Not only Dirty Work in Grand Turk

Position N 20° 54,900' W 72° 25,308' 2100 UTC


We did indeed spend a lot of time repairing the toilet and cleaning the boat, but Grand Turk had luckily lot more than shitty/dirty/disgusting/bad smelling work to offer. Grand Turk, one of the many islands the country Turks and Caicos consist of, inhabits around 3500 people with different backgrounds and nationalities. Until the 1960s Grand Turk relied upon salt exportation, salt produced from the island's many salt ponds. Then salt production suffered hard from competition and was eventually not profitable. However, Turks and Caicos were again put in the spotlight when the US military built a military base on Grand Turk. When the military base closed in the 1980s many people left Grand Turk since there weren't any jobs. Not until the cruise ship dock was built a couple of years ago and the opening of a cruise ship center Grand Turk recovered. Now the islands primary income and I wouldn't exaggerate too much if I said it was the only income, can be derived from the in general 5 cruise ships per week that enter Grand Turk. The cruise ship center is built next to the dock and all that the passengers need to do is to wander off the ship and they enter a shopping paradise with tax free products and local made necklaces mixed together. There are restaurants in true American spirit, a beach full of beach chairs, swimming pools, water activities like diving, snorkeling, dinghy driving, and etcetera. Pretty much everything a vacationist could ask for. This is one part of Grand Turk, when the cruise ships leave in the late afternoon the other part of Grand Turk remain, that is the sleepy friendly island with the most stunning sunsets I have seen in a long time. Everybody knows everyone and is acquainted with everything that is happening on the island; consequently it didn't take long until the whole island knew about the three Swedish girls that had sailed there. The fact that we most of the time where the only sail yacht anchored off Grand Turk should maybe be added to the story.

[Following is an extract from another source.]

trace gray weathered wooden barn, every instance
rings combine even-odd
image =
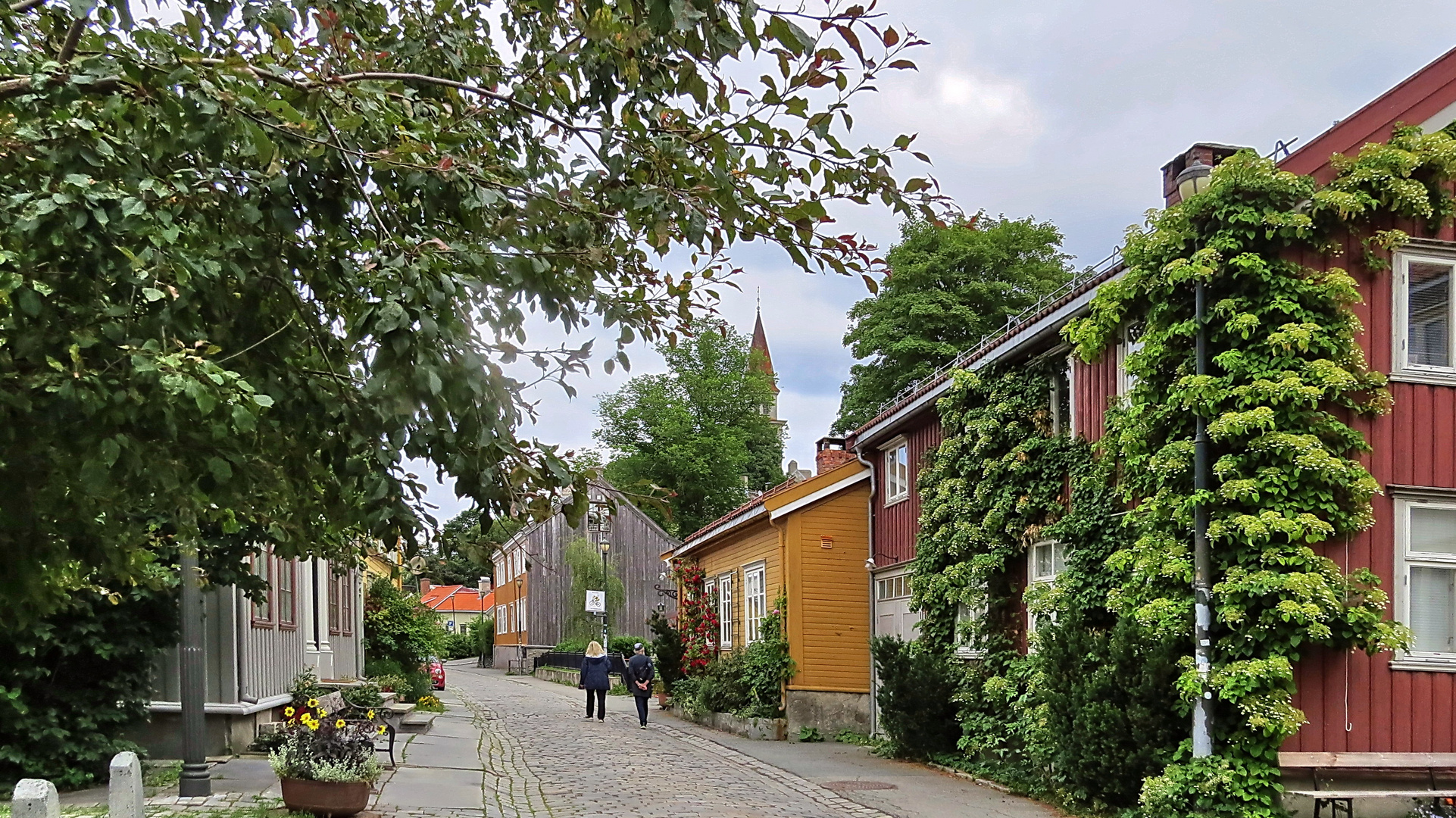
[[[654,610],[677,616],[676,587],[664,576],[662,553],[680,543],[651,517],[604,480],[591,485],[593,512],[575,528],[566,515],[521,528],[495,557],[495,667],[555,646],[575,611],[571,604],[571,569],[566,544],[585,539],[609,543],[607,559],[622,579],[626,600],[613,611],[614,633],[651,636]]]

One night we had dinner on the place everybody gathers on Fridays, the Grand Turk Inn. Tasty food (like Grand Turk's local delicacy - conch, a little sea creature that lives in shells) and good live band entertainment which kept us dancing until late. Therefore we where kind of tired when Maria and I went morning diving the next dive. However, there were people who parted harder, the dive master who was suppose to take us out diving had had too many rum shots the other night, and yeah, he was in a very good mood when we left the restaurant, so he had to be replaced. Safety and diving aren't that equal in Carribean, I for instance got a broken depth control and had to glimpse at Maria's from time to time to have any idea of the depth. But apparently that's the way it is around here, we have experienced it on all the dive centers we've been but luckily the dive masters seem to know what they are doing and so far we haven't heard of any accidents. Feels good though being fully insured by, yeah, I think you all know by now, the insurance company Europeiska. We got two good dives among the beautiful corals but we both felt that they could have been even better if we had gone to bed little earlier the night before.


The little town, Cockburn, which also, despite its size, is the capital of Turks and Caicos, got a certain rustic charm; it is beautiful in its own way with a lot of interesting architecture. There's a national museum in town which we visited, we haven't been to museums since Europe so it was exciting!


What struck me the most on Grand Turk, were the happy friendly people. They are genuinely friendly and welcoming and before we left the island I hade made a lot of new friends and begun to understand the life of a small island like Grand Turk.


We left Grand Turk yesterday in the sunset. The full moon later lightened the sky but then something happened that forced me put on my sea clothes which I haven't worn since the Atlantic crossing. When Catrine woke me up at 4 am the rain had started pouring down and refused to stop. As a result I ended up spending 2,5 hours in downpour and 1,5 hours in drizzle with bad visibility. I wont complain though, in Carribean fresh water is often in short supply so it was pretty nice to have a morning fresh water shower, or maybe I should correct myself, it was nice until the sea clothes stopped being waterproof and it was getting cold.


Now it has stopped raining and the sun is trying to come through, we have about 200 Miles left to Cuba, where we are estimating to arrive sometime on Good Friday. Over and Out/ First Mate (a First Mate who can use her computer again thanks to a very nice local named Tim on Grand Turk who helped her fix the broken computer cord. Thanks again Tim!)